2009 IN REVIEW CON'D: April was a scary month in some ways. First a tornado cut through downtown Columbus and Phenix City. Then a giant Columbus Water Works tank collapsed. Perhaps the installation of a "hurricane simulator" at Peachtree Mall prevented things from being even worse.
This blog had a couple of surprising exclusives in April. First we broke the news that Fiesta Columbus was
canceled "never scheduled" by the Civic Center for 2009. Then an official with the Columbus NAACP blew up the excuse that President Bill Madison resigned due to an "ailing wife." Simply because the agency's budget is ailing doesn't always mean a wife is.
The lack of a "fiesta" wasn't the only news from South Commons in April. Golden Park hosted a college baseball tournament which had hardly any publicity. And a skateboard park had its "grand opening" ten months after the real opening - which doesn't really help with that "Columbus is behind the times" stereotype.

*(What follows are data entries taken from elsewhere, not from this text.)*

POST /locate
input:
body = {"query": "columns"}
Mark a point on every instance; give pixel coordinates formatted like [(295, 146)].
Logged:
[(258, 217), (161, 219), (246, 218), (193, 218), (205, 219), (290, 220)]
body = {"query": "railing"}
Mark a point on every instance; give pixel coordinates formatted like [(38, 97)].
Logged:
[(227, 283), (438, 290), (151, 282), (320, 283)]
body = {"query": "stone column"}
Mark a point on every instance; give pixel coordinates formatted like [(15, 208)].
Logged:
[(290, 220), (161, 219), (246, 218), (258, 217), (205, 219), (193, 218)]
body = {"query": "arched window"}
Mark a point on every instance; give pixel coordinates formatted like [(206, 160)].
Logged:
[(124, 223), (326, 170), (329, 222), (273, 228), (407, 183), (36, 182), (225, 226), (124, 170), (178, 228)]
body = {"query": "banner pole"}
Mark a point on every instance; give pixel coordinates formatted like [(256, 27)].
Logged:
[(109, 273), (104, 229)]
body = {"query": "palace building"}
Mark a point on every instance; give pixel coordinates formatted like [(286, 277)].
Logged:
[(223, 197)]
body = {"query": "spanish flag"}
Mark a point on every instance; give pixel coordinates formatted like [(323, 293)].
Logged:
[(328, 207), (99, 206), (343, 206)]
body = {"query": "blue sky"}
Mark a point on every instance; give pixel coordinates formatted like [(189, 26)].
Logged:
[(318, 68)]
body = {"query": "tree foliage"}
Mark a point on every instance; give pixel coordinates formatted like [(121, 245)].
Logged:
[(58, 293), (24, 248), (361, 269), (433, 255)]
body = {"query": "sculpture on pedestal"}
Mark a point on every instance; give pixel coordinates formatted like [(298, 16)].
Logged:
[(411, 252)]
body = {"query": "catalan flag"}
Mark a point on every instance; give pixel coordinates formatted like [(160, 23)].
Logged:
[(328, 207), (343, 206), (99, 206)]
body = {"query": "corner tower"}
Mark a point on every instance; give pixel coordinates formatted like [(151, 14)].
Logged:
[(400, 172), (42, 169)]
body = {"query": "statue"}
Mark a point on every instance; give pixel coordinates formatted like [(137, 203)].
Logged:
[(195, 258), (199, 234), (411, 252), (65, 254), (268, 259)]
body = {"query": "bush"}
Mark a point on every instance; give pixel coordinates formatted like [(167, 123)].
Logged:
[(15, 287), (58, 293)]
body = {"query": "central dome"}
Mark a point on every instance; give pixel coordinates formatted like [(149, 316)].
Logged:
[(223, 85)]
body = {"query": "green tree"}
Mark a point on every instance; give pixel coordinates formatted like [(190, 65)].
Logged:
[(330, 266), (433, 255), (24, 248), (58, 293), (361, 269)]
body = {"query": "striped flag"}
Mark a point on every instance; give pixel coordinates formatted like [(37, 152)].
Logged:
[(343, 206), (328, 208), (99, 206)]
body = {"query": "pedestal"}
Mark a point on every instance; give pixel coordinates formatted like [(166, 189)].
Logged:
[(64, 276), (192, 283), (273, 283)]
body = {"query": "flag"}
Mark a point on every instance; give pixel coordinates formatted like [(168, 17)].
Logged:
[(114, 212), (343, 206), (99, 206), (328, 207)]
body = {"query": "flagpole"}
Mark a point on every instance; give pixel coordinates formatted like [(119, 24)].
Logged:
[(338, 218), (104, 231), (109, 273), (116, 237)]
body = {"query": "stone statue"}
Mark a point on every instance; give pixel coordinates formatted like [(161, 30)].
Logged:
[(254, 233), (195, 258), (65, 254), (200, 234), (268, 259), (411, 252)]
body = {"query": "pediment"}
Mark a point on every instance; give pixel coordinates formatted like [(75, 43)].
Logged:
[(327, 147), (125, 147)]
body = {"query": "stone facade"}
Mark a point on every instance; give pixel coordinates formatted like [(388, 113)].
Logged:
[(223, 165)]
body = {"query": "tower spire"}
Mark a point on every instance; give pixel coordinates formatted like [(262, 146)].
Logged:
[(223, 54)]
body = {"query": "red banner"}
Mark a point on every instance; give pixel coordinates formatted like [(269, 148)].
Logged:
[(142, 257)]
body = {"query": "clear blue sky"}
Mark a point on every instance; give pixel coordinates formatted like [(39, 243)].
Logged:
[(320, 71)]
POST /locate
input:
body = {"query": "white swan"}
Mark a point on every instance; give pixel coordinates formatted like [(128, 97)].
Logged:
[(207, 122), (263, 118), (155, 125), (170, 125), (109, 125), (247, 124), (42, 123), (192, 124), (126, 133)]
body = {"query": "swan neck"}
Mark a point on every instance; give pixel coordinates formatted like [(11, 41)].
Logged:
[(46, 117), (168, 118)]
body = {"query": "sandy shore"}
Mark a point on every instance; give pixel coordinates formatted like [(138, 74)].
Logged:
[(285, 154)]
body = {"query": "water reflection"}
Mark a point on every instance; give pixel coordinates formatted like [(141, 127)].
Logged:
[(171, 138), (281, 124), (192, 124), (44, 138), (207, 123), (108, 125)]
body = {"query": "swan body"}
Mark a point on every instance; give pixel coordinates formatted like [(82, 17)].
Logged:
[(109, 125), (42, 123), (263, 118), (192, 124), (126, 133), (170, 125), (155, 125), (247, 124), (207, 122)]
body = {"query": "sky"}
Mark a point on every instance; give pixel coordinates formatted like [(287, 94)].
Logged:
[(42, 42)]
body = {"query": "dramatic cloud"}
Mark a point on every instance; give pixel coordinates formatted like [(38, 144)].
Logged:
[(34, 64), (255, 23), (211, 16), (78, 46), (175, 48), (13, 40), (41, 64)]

A tight economy forced the city of Columbus to order a hiring freeze from April through June. Some people wanted it continued until the end of the year - but the new Crime Prevention Director was approved, anyway.
The parent company of Peachtree Mall filed for bankruptcy protection in April. But despite some rumors, the mall remains open this week - with sales which could drive credit card customers bankrupt.
Even local media were affected by the tight economy in April. WDAK fired morning show co-host Chris Weber. WRBL dropped 90 minutes of daily newscasts. Yet WLTZ found the money to broadcast The CW Network on a second channel - so those "Vampire Diaries" marathons must not cost an arm and a leg.
April was the month "Columbus Tea Party" protests began downtown. I still don't understand why a barbecue restaurant isn't sponsoring those things....
April was also the month when Muscogee County school officials decided to tear down Carver High School, and build a replacement. The school board showed it had learned a lesson - that one historic high school sitting idle with peeling paint is enough.
The crime blotter in April included a federal raid at the Ritmo Latino nightclub. The managers' next big event might be billed as "So You Think You Can Dance - wearing leg shackles."
One of the most curious sights in April involved Auburn city council member Arthur Dowdell, picking up Confederate battle flags from cemetery plots. Amazingly, he never offered them to people attending the Sticks country music festival.